Monday, January 12, 2009

Curing America's Ills: Is Universal Healthcare the answer?

When I first arrived in America, I was gung ho about the American system of health care.

Private health insurance seemed like a sensible enough idea - despite universal healthcare in Britain, more and more people were turning 'private' anyway, so why not just roll out the system across the entire country?

Likewise, my wife and I had a great experience with the birth of our baby, staying in a wonderful hospital and getting the level of care we couldn't have dreamed of on the NHS.

However... As time goes by, I'm starting to see some serious flaws with the health care business.

The American system of private health care is overly complex, overly beauracratic and wildly inflexible. I'm not suggesting we roll out universal health care in America, but I think it's time Republicans and Conservatives listened to the facts and stopped trying to tell everybody that the health care system is fine as it is, 'cos it ain't.

Health care and pharmaceuticals are the largest money making operations in America. They dwarf the oil companies and represent something astonishing, like 20% of the country's GDP.

The problem? Americans are getting ripped off.

An excellent example of this is in regards to drugs. For some reason, US citizens pay far more for prescription and generic drugs than people living in neighbouring Canada or Mexico - sometimes as much as 10 times as much.

In Canada, where we can at least be confident that the drugs are the same ones we get in America, there's no justifiable reason for this. More and more Americans are buying drugs from Canadian 'online pharmacies' simply because the cost of getting prescriptions filled in America is criminal.

The pharmaceutical companies are in cahoots with the insurance companies and have jacked up the price of American drugs as high as they can. It's extortion, plain and simple. The typical flag-wavers for the pharma industry, the Republicans, are promoting the very opposite of the 'free market' that conservatives supposedly support.

The second rip off is health insurance itself. This is partly the fault of profiteering insurance companies, who have been jacking up the price of insurance year after year, far above the rate of inflation (one year, it was as much as 25%.) In addition, they're slowly whittling away the benefits this insurance gives, meaning that Americans pay more and get less.

But another contributing factor is America's de facto universal health care. Even if you don't have health insurance, you can still walk into a hospital and receive thousands of dollars worth of treatment - it's mandated by state law across America. The cost of that 'free' treatment is swallowed up by the hospital, which dutifully passes it onto the only people who can mediate the cost - the poor, ignorant schlubs who actually pay for their medical insurance.

Again, Republicans are against the concept of universal healthcare for people who can't afford it, failing to realise that this system already exists and they're already paying above the odds for it.

Say what you will about the inefficiencies of government beauracracy, but it'd be a damn sight cheaper for working and middle class people if the taxpayer picked up the burden of America's clandestine 'free' health care system, rather than the people who pay for it via their overpriced health insurance premiums.

The final complaint about America's health care system is simply that it's cruel, inflexible and twisted.

You may only go to doctors who accept your health insurance program. If you go to an 'outside' providor, you will be liable for thousands of dollars worth of bills. Often, you are not told who is 'in' or 'out' of your program until after the fact.

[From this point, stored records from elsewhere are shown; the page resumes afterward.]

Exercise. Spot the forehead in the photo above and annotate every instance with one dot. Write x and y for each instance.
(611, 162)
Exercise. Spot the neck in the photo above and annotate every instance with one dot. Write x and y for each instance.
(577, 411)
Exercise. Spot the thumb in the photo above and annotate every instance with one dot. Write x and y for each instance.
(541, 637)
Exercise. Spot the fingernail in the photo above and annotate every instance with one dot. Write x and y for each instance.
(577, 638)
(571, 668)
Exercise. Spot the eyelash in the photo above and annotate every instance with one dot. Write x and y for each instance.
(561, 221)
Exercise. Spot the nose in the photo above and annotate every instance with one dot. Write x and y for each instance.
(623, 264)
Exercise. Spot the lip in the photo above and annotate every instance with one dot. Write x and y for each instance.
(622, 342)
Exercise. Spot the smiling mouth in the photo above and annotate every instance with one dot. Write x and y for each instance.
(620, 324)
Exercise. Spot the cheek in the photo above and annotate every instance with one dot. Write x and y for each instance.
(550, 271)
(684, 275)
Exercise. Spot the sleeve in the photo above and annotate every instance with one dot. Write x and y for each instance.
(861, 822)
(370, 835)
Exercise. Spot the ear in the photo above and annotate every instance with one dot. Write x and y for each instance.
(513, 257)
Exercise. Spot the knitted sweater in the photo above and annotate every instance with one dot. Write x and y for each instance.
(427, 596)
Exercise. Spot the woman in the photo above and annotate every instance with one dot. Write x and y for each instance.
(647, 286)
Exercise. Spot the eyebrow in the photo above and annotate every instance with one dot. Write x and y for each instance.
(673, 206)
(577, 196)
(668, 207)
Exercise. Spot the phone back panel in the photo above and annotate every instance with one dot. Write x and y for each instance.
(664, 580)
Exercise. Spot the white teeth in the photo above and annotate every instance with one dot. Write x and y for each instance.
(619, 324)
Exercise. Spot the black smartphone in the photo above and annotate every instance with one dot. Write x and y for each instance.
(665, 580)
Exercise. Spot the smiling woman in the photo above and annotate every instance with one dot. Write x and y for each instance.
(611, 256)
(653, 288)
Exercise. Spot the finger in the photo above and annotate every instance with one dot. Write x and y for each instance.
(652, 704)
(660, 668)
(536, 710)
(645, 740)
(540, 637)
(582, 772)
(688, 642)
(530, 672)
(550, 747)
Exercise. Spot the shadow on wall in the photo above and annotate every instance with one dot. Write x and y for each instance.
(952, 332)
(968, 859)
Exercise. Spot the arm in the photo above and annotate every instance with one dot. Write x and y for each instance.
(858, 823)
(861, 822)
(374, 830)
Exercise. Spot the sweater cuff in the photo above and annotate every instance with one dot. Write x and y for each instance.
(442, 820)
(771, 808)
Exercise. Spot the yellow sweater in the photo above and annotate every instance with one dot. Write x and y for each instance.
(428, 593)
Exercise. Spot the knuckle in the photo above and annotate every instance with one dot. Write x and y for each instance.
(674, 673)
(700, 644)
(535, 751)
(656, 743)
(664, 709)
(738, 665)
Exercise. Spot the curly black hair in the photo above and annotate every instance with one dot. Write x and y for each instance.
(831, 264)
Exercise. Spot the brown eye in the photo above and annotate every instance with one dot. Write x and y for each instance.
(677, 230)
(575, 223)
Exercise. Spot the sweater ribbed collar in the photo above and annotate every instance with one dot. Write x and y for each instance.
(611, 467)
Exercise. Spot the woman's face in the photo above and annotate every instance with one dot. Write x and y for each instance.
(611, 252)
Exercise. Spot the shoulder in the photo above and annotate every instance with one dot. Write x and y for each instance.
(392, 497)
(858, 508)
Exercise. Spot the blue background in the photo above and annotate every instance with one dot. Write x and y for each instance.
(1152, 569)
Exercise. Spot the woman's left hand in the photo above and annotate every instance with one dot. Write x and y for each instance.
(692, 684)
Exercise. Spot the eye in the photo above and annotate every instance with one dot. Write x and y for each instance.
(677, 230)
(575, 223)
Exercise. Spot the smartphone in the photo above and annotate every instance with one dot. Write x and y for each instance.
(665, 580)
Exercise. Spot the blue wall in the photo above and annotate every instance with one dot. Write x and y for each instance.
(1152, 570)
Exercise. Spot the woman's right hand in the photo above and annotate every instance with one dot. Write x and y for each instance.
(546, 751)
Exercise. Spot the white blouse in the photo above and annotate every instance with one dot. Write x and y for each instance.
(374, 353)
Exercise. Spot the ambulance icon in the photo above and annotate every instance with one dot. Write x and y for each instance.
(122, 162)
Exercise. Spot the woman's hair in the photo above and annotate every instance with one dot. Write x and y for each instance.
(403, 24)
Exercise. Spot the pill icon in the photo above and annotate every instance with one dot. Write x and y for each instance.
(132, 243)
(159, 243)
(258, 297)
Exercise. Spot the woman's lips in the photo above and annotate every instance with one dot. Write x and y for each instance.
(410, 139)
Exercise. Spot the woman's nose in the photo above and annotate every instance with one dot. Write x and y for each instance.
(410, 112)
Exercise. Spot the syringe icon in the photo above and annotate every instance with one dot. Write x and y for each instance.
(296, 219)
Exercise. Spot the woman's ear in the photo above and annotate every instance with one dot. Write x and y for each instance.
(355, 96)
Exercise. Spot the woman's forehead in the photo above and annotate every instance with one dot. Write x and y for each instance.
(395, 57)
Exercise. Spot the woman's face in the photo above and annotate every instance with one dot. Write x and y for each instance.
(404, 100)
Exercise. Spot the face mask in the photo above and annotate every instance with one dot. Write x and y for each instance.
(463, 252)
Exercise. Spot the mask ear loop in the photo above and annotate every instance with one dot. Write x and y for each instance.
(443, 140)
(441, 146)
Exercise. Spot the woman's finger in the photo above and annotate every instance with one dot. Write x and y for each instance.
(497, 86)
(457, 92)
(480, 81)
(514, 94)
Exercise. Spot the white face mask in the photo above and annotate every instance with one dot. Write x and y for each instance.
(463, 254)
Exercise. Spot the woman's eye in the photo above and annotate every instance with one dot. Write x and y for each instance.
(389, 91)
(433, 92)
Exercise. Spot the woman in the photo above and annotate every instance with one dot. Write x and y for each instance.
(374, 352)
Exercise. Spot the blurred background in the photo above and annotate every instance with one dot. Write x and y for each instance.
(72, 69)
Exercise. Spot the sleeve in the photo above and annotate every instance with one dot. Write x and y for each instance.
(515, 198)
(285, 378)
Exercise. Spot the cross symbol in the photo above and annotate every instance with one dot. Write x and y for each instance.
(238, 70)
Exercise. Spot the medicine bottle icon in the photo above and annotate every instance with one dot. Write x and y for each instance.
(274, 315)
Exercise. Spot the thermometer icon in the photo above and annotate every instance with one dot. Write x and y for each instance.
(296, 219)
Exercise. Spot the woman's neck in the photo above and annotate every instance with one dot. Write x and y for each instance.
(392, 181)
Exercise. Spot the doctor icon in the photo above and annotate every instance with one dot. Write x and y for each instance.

Health insurance providors reserve the right to retroactively refuse to cover certain treatments you receive. Rode in an ambulance? If they decide you should have taken a cab, expect a bill for $3,000. Had an MRI? It's entirely within their rights to refuse to pay for it. It's like walking into a restuarant and being expected to order a three course meal without being told how much it costs in advance.

If health care is a 'business' and patients are 'customers,' you would expect that the same rules of business should apply as they do in every other consumer industry on Earth.

Maybe private health care knows it's days are numbered - that's why they are ripping the consumer off for as much as they can while they can; more and more each year.

Premiums cost more. Coverage offers less. Drugs are more expensive. More and more 'nonessential' costs are being shifted to the patient (which is why more and more of them are declaring bankruptcy because of medical costs.)

Like a greedy vampire, the American health care system is sucking their consumer base for more and more each month - willfully ignorant to the fact that sooner or later, they'll suck them dry and kill their only source of nutrition.

I was against the idea of universal health care when I arrived in America, but a year and a half of witnessing how badly run the health care system is has convinced me that it might not be so bad after all.

2 comments:

Little Rambling Angel. said...

Say what you want about the NHS but at least you will get what you need, it just depends on how urgently you need it.

Neil Cameron (One Salient Oversight) said...

No Healthcare system is perfect.

However, some are much better than others.

Nowhere in the world is healthcare completely nationalised. All forms of healthcare are a mix of government and private industry.

In the US, the mix is tilted greatly towards private industry.

At the same time, the cost of health care in the US represents some 15% of GDP. Nations which have less private and more government healthcare pay around 8-10% of GDP and manage to have the same health outcomes as the US (if not better).

America could save up to 5% of its GDP by introducing a universal health care system like the British NHS.